Kurt Rosenwinkel, Charles Lloyd and Chucho Valdes at the Barcelona Jazz Festival
Moran played a beautiful intro to "La Llorona" (a traditional Mexican folk song), and Lloyd's flute work was very touching on "Booker's Garden," also featuring an outstanding drum solo from Harland. This was an opportunity to state that jazz lovers do not need to feel nostalgic about Lloyd's 1960s quartet with Keith Jarrett, Cecil McBee and Jack DeJohnette. The same magic is happening right now and at the same levelor even better; only the names are different, not the talent. And Lloyd is as creative, inspired and inspiring as ever.

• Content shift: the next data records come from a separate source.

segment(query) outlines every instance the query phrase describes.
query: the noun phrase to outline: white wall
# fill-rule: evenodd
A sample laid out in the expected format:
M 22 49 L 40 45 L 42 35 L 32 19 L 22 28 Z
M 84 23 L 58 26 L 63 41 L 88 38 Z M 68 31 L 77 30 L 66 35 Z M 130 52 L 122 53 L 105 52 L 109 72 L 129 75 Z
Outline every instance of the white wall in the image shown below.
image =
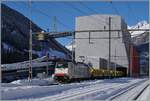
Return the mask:
M 121 29 L 126 27 L 126 24 L 122 22 L 120 16 L 115 15 L 91 15 L 81 16 L 76 18 L 76 30 L 103 30 L 104 26 L 109 29 L 109 16 L 111 16 L 111 29 Z M 123 33 L 128 34 L 128 33 Z M 75 35 L 75 60 L 81 62 L 79 56 L 85 56 L 86 63 L 92 63 L 93 67 L 99 68 L 99 58 L 108 59 L 109 54 L 109 32 L 91 32 L 91 38 L 107 38 L 107 39 L 90 39 L 88 32 L 78 32 Z M 122 32 L 119 32 L 119 36 L 122 37 Z M 111 32 L 111 37 L 118 37 L 118 32 Z M 78 39 L 87 38 L 87 39 Z M 128 41 L 128 40 L 127 40 Z M 128 58 L 125 44 L 122 38 L 111 39 L 111 56 L 121 56 L 115 61 L 114 57 L 111 57 L 111 62 L 116 62 L 119 65 L 128 67 Z

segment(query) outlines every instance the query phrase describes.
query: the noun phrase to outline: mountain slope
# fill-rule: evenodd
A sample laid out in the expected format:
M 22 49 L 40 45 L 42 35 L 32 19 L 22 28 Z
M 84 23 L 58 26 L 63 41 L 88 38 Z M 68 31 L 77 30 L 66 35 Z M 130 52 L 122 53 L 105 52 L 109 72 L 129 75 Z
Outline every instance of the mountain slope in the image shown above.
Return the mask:
M 149 23 L 145 20 L 138 22 L 135 26 L 128 26 L 128 29 L 149 29 Z M 138 36 L 143 34 L 145 31 L 130 31 L 131 35 Z
M 4 4 L 1 5 L 1 8 L 2 64 L 26 61 L 29 59 L 30 20 Z M 32 22 L 32 31 L 41 32 L 42 29 Z M 60 47 L 55 41 L 55 39 L 43 42 L 33 40 L 33 58 L 45 55 L 47 51 L 53 56 L 58 54 L 66 56 L 67 53 L 62 49 L 63 46 Z
M 128 29 L 149 29 L 150 25 L 147 21 L 140 21 L 135 26 L 128 26 Z M 149 42 L 149 33 L 146 31 L 130 31 L 132 41 L 135 45 L 145 44 Z

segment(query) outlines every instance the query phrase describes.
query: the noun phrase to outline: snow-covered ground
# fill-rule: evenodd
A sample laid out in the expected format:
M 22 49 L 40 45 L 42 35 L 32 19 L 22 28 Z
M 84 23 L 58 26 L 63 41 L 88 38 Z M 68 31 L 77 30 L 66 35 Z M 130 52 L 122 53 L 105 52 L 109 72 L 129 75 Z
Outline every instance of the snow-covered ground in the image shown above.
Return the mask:
M 150 86 L 141 94 L 137 101 L 148 101 L 150 99 Z
M 2 98 L 35 101 L 107 100 L 120 92 L 137 88 L 147 80 L 147 78 L 117 78 L 46 86 L 15 81 L 2 84 Z
M 45 79 L 35 78 L 32 80 L 24 79 L 24 80 L 16 80 L 16 81 L 11 82 L 11 84 L 14 84 L 14 85 L 17 84 L 17 85 L 23 85 L 23 86 L 25 86 L 25 85 L 48 86 L 48 85 L 51 85 L 54 83 L 55 82 L 54 82 L 53 78 L 45 78 Z

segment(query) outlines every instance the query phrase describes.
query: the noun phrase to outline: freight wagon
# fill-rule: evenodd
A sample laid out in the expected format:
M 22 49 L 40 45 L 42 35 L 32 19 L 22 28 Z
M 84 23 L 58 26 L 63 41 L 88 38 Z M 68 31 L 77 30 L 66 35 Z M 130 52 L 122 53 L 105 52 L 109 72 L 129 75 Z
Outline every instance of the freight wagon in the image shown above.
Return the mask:
M 87 64 L 77 62 L 57 62 L 55 66 L 54 80 L 57 82 L 71 82 L 97 78 L 122 77 L 125 71 L 95 69 Z

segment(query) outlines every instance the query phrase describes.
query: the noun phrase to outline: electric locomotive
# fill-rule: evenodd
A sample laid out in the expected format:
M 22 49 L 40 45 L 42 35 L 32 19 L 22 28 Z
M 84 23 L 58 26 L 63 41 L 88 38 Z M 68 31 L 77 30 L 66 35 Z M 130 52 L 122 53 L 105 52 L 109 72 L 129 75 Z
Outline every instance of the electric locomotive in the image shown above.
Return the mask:
M 55 66 L 54 80 L 58 82 L 71 82 L 95 78 L 114 78 L 123 75 L 123 71 L 95 69 L 82 62 L 60 61 Z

Chucho Valdés and the Afro-Cuban Messengers
42 Barcelona Voll-Damm Internacional Jazz Festival
Palau de la Música Catalana
November 17, 2010
After Lloyd, the Barcelona audience had the chance to witness Chucho Valdés, playing with his Afro-Cuban Messengers in one of the most spectacular auditoriums in the world: the Palau de la Música Catalana. Built between 1905 and 1908, it was designed by architect Lluís Domènech i Montaner and is, in itself, worth a visit. It is a unique auditorium and one not likely to be seen elsewhere in the world. The room was full, and anticipation in the air, for this Afro-Cuban project, was palpable. Cuba has, of course, long ties with Spain, and so it's only natural that people from Barcelona feel this music very deeply and resonate with it.
Valdés came to town to present Chucho's Steps (Harmonia Mundi/Four Quarters, 2010). He mirrored multiculturalism, making his music all the richer. His blend of bebop and hard bop with Cuban rhythms, producing a wide spectrum of sounds and colors, created a cheerful and eclectic show; clearly, the audience left some of its blues at the Palau that night.
Of all the songs Valdés and his band presented, "Danzón," "Zawinul's Mambo" (dedicated to Joe Zawinul), "New Orleans" (dedicated to the Marsalis family), "Chucho's Steps" and "Begin to be Good" were the most thrilling. The pianist is obviously a well-established and world class musician. He knows the history of jazz piano, and he frequently quoted some of his masters, either via classic jazz standards or through bits of well-known solos, making even the new material popularor, at least, giving it a connection with jazz audiences.
Back in the hotel, Valdés was surprised by a young, 12 year-old French reporter, Charles Dubrulle-Deghelt, who interviewed him for his blog at L'Express magazine. Clearly, jazz will not be out of print for the next few years.